Cet élément central est en effet utilisé depuis longtemps par les tribunaux de fond pour retenir le caractère inexcusable de la faute patronale. La conscience objective suppose que même si l’employeur n’ait pas souhaité le dommage, il n’était pas sans savoir que celui-ci pouvait éventuellement se réaliser compte tenu notamment de sa formation, de son expérience, de ses responsabilités ou encore de la réglementation en vigueur. Elle renvoie donc à l’évidence du danger, l’impossibilité de l’ignorer ou l’obligation morale ou légale de la connaitre. Toutefois, l tendance actuelle de la jurisprudence est non pas de procéder par une analyse concrète de cet élément mais lui subsister une approche plus globale, in abstracto.

La cour de cassation s’attache à constater que l’employeur ne pouvait ignorer objectivement le danger[3]. Ceci explique le recours à la formule selon laquelle l’employeur « aurait dû avoir conscience du danger », faisant référence à la position d’un employeur attentif et précautionneux.

     B-L’absence de mesures prises par l’employeur.

La seule conscience objective du danger ne suffit pas pour retenir le caractère inexcusable de la faute de l’employeur, son comportement face audit danger est également scruter de plus près. En effet, une fois la conscience du danger que l’employeur, selon l’heureuse formule de la cour de cassation « avait ou aurait dû avoir »  établie, il y’a tout lié d’apprécier le comportement de celui-ci face au danger mieux dire à rechercher. Il s’agit donc en réalité ici d’un critère négatif par opposition au premier qui serait vraisemblablement positif : malgré la conscience du danger (critère positif), il, l’employeur n’a pas été suffisamment diligent dans l’adoption des mesures préventives et ne s’est pas comporté en employeur avisé.

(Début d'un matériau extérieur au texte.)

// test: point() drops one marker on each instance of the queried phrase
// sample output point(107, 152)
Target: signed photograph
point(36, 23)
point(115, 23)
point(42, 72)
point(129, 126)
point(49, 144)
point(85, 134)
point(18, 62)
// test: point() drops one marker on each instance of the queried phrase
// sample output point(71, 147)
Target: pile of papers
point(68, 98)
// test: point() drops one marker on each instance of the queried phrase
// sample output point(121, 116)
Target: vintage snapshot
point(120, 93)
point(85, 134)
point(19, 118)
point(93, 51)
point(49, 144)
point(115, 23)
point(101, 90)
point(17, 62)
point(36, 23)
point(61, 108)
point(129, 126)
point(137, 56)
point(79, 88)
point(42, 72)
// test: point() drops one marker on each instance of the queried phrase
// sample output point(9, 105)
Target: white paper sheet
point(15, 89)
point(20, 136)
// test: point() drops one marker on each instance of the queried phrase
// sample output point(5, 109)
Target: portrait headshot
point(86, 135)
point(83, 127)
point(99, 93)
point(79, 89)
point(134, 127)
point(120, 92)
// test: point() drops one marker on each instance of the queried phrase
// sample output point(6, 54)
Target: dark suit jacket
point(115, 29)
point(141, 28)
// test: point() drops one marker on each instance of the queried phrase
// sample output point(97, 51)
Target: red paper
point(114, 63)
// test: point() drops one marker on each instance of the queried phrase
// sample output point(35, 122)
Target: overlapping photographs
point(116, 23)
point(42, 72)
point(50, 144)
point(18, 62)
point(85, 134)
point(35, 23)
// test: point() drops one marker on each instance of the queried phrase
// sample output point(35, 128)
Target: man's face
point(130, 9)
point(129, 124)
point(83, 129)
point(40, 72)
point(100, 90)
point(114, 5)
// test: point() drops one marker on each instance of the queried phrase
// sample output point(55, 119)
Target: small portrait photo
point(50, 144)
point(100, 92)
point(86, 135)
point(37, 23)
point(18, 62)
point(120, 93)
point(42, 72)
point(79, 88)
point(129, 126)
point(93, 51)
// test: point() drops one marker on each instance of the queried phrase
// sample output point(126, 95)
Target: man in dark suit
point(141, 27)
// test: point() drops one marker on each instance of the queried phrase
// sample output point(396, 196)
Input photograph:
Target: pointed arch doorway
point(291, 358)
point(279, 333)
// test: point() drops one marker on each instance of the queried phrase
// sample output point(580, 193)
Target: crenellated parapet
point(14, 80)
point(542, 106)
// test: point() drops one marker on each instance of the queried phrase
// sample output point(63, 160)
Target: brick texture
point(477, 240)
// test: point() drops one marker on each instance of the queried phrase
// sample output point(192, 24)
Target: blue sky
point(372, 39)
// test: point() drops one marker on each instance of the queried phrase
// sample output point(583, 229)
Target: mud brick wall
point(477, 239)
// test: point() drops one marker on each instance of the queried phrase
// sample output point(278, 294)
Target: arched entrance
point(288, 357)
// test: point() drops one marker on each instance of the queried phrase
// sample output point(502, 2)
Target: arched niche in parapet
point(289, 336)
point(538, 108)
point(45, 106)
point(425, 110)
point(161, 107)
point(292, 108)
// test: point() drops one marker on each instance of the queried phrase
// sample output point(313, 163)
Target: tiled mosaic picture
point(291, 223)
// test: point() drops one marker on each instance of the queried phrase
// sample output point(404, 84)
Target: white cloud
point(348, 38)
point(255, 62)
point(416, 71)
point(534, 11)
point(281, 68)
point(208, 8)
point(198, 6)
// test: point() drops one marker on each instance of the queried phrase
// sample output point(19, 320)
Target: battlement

<>II-Qui de l’employeur ou du salarié supporte-t-il la charge de la preuve de la faute inexcusable ?

Suivant une jurisprudence désormais établie en matière de faute inexcusable, la cour de cassation fait, par principe reposer la charge de la preuve sur la victime ou ses ayants droit. C’est ce qui ressort en effet de sa décision du 8 juillet 2004, rendu au visa de l’ancien article 1315 du code civil devenu 1353[4] avec l’ordonnance n°2016-131 du 10 février 2016 portant reforme du droit des contrats. Dans cet arrêt la cour de cassation retient que : « il incombe à la victime de prouver que son employeur, qui devait avoir conscience du danger auquel elle était exposé, n’avait pas pris les mesures nécessaires pour l’en protéger »[5].

La faute inexcusable ne se présume donc pas. La victime (ou ses ayants droit)  supporte seule la charge de la preuve. Doit-elle en sus de cela établir un lien de causalité objective entre la réalisation d’un dommage et l’inaction fautif de son employeur, conscient du danger auquel la victime était exposée.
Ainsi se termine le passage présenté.